Siamo in una fase nuova dove occorre un nuovo orizzonte di senso e nuove categorie di valutazione capaci di ri-motivare dimensione pubblica e privata, profit e not for profit verso un nuovo investimento nella creazione di luoghi misurati dalla felicità pubblica e non solo dalla loro performance e attitudine ad alimentare transazioni monetarie.  E’ inaccettabile vedere crescere la marea delle disuguaglianze generate da economie estrattive e da politiche che pensano ancora in due tempi: prima la crescita, poi la redistribuzione.  Se è vero che i luoghi sono spazi che generano valore è arrivato il momento di capire dove va questo valore, come viene redistribuito, chi partecipa e che futuro costruisce.  L’innovazione sociale non può più essere la ciliegina sulla torta ma una prospettiva antagonista, per ri-sostanziare il valore dei luoghi e per non vedere estratto il “surplus” generato dalle interdipendenze che in esso agiscono.  A tal fine è necessario rifondare il valore di luogo su tre direttrici.

1 Luoghi come fonte di democrazia deliberativa. Una democrazia intesa non come mera procedura, ma come dinamica argomentativa capace di rendere lo spazio pubblico il luogo dove la diversità si confronta generando proposte e consenso. La moltitudine di esperienze (in particolare quelle matrice culturale) distribuite sul territorio nazionale, costituiscono un antidoto alla plutocrazia nella misura in cui saranno capaci di nutrire le proprie attività con metodi intenzionalmente deliberativi, alimentando quelle che V. Havel chiamava “polis parallele” o che A. Pizzorno indentificava come “spazi dell’operare di uno Stato alternativo” (è nello spazio pubblico, infatti, che si manifesta la vera espressività della società)  Luoghi come fonte di nuova democrazia: una democrazia che sia base dell’innovazione e dello sviluppo e non viceversa.

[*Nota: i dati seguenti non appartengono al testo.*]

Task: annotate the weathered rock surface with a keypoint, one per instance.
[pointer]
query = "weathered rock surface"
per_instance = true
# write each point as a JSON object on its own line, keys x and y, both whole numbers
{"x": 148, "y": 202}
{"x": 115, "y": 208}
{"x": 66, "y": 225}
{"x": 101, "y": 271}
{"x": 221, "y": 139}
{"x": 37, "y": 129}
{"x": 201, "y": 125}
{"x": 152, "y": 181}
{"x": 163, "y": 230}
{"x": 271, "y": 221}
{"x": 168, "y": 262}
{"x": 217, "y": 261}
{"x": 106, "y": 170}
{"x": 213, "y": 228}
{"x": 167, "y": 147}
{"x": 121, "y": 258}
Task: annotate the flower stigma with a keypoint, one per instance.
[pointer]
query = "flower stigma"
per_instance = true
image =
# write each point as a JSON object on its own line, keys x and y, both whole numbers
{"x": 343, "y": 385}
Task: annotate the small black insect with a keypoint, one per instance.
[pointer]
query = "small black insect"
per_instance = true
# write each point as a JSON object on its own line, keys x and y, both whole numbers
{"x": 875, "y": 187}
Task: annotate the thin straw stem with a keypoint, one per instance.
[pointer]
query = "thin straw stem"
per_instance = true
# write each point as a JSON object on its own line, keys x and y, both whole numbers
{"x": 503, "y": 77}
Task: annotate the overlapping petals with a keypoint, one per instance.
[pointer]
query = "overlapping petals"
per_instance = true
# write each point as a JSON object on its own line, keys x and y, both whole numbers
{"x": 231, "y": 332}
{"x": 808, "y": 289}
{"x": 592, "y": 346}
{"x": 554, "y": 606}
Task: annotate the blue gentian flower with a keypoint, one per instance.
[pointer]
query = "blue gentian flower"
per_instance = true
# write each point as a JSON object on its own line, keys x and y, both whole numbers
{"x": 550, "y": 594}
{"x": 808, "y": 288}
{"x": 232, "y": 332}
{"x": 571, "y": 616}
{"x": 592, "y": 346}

2 Luoghi come fonte di istituzioni inclusive. Il valore dei luoghi è connesso alla creazione di nuove istituzioni. La natura e la prospettiva di queste istituzioni non è un fattore secondario. E’ necessario infatti che al di là della forma giuridica, i luoghi si caratterizzino come fonte per istituzioni inclusive. Il cambiamento a cui siamo chiamati, infatti, deve combattere la proliferazione di “istituzioni estrattive” come ci ricordano in maniera mirabile Acemoglu e Robinson nel libro “Perché le nazioni falliscono” (Il Saggiatore 2012) . La (buona) vita delle persone e delle economie, al pari di quella delle nazioni, è inscindibilmente legata alla qualità delle sue istituzioni, alla capacità che queste hanno di alimentare una struttura di incentivi che stimoli la cooperazione e l’innovazione, alla capacità che queste hanno di promuovere processi di co-creazione e inclusione intenzionali, alla capacità che queste hanno di progettare missioni trasformative misurabili in termini di valore pubblico. La governance dei luoghi, quindi, non è neutra.

3 Luoghi come fonte di economia sociale. Dopo aver dimostrato che lo spazio è il fattore sorgivo della partecipazione e della collaborazione, è necessario fare un salto (culturale) in avanti e rilanciare i luoghi come strumento per generare lavoro giusto e decente (ILO) e per rilanciare nuove economie sociali capaci di reinterpretare e rilanciare il mutualismo (Venturi-Zandonai). Sottrarre lo spazio pubblico alla speculazione e restituirlo non solo alla partecipazione ma anche ad economie di luogo, non puà essere solo un effetto della spinta che viene “dal basso”, ma una missione delle Pubbliche Amministrazioni (come suggerito dall’Action Plan Europeo sull’Economia Sociale)

Tre prospettive da coltivare non solo per alimentare credibili valutazioni d’impatto sociale (sempre più spesso ridotte a procedure che orchestrano metriche dentro un marketplace di fornitori) ma per contrastare la crescente strumentalità che invade la dimensione fisica dello spazio pubblico, il suo valore d’uso e di legame.  La battaglia contro la rendita e la desertificazione sociale richiede un approccio che radicalizza il valore dei luoghi, lo ri-sostanzia legandolo al valore dell’umano ed alla sua fioritura (S. Zamagni).